Iba a contestarle Salvador, cuando una sonora y fresca voz de mujer gritó:

—Sr. Monsalud, Sr. Monsalud, ¡gracias a Dios que se le ve a Vd.! ¡Qué prisa tiene el caballerito para dar cuenta de los encargos que recibe!… ¡Oh, qué prisa, sí!

Monsalud, a pesar de la oscuridad, distinguió perfectamente un rostro femenino que por la portezuela de un coche asomaba, acompañado de una mano con quiroteca, cuyos dedos pajizos se movían saludando de una manera apremiante y afectuosa.

—Perdone Vd. señora doña Pepita —dijo el militar acercando su caballo al vehículo—. Hace dos días que no la veo a Vd. por ninguna parte. ¿Y el señor oidor cómo sigue?

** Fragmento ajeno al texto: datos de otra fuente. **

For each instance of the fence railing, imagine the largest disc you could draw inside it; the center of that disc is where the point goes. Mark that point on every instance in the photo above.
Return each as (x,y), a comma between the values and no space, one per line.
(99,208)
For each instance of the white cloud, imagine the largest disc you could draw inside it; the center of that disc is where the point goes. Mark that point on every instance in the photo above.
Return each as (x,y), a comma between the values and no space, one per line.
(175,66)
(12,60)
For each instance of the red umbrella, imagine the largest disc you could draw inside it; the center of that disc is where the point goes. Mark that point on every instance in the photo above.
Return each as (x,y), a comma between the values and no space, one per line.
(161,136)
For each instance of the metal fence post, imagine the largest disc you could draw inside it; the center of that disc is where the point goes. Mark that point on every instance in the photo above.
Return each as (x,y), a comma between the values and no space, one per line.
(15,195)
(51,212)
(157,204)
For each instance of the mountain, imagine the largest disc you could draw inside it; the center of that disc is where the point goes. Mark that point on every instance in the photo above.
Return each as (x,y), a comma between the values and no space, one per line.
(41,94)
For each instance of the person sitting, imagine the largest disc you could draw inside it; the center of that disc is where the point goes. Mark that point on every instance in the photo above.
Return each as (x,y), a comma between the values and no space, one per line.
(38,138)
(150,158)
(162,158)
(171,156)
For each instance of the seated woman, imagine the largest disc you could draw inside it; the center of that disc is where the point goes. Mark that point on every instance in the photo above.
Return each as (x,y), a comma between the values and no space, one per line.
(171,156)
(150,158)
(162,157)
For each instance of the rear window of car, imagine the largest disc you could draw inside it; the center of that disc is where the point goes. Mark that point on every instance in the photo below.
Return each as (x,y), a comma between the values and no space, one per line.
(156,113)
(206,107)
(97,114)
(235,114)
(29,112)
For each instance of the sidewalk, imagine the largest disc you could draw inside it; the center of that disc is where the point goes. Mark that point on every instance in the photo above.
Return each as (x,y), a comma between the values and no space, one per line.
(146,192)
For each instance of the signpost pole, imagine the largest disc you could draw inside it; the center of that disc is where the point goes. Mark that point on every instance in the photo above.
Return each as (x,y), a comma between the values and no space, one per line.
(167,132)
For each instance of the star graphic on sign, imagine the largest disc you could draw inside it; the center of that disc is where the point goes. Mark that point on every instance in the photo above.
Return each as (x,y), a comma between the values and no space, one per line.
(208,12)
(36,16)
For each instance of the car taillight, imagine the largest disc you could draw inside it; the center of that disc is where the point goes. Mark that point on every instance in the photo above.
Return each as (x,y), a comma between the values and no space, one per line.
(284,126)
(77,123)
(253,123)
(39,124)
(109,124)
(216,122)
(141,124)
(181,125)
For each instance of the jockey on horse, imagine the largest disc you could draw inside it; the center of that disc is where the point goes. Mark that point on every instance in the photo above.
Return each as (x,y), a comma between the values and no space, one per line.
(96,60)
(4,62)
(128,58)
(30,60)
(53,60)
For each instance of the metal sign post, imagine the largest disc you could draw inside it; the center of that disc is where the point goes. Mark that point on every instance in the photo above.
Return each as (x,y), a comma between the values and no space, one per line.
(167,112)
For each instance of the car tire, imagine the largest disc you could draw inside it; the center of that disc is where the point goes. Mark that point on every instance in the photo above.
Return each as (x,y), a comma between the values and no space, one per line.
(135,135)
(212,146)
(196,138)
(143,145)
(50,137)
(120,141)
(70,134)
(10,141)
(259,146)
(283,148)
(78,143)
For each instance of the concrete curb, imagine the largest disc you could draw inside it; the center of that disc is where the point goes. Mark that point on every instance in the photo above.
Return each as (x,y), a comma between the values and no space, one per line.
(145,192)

Un rostro acartonado y marchito, en cuya superficie brillaban con chispa mortecina dos tristes y ya muy viejos ojuelos, apareció un momento en la portezuela, y una voz fatigada resonó diciendo estas palabras, que parecían una especie de limosna oral:

—Buenos días tenga el señor sargento Monsalud.

Y desapareció luego dentro del coche.

—¿Apostamos —dijo la dama sonriendo— a que no me compró Vd. en la Puebla los polvos
a la marichala
que le encargué, ni las pastillas de malvavisco?

—Señora, ya sospechaba yo —repuso el joven— que en la Puebla no habría cosas tan finas.

—¡Ah, tunante! —exclamó ella, amenazando festivamente al joven con su descomunal abanico cerrado, que esgrimía como si fuese una espada—. Disculpas… Y hablando de otra cosa, ¿cuándo llegaremos a Francia?

—Pronto, señora. Si hay batalla al romper el día, como dicen, nosotros habremos ganado de aquí a esa hora mucho terreno, y nadie nos estorbará el paso.

El oidor dejose ver de nuevo. Era un varón de años, flaco e indolente, enfermo tal vez, y parecía muy aburrido del largo viaje.

—¡Batalla al romper el día! —dijo frunciendo el ceño—. Me parece que principia a despuntar la aurora. ¿Y hacia dónde es esa batalla?

—Hacia ninguna parte, hombre —repuso con desdén y superioridad doña Pepita—. Tu gran miedo te hace ver batallas en las puntas de los dedos. ¡Qué aburrimiento! No se puede ir contigo a ninguna parte… Recuéstate en el coche y calla, o me enojaré.

—¡Todo sea por Dios! —murmuró el oidor sepultándose en el coche.

—No se descuide Vd. en avisarme todo lo que ocurra —dijo la dama alzando la voz, cuando por uno de los movimientos tan propios de una marcha, el coche se alejó bastante de los jinetes.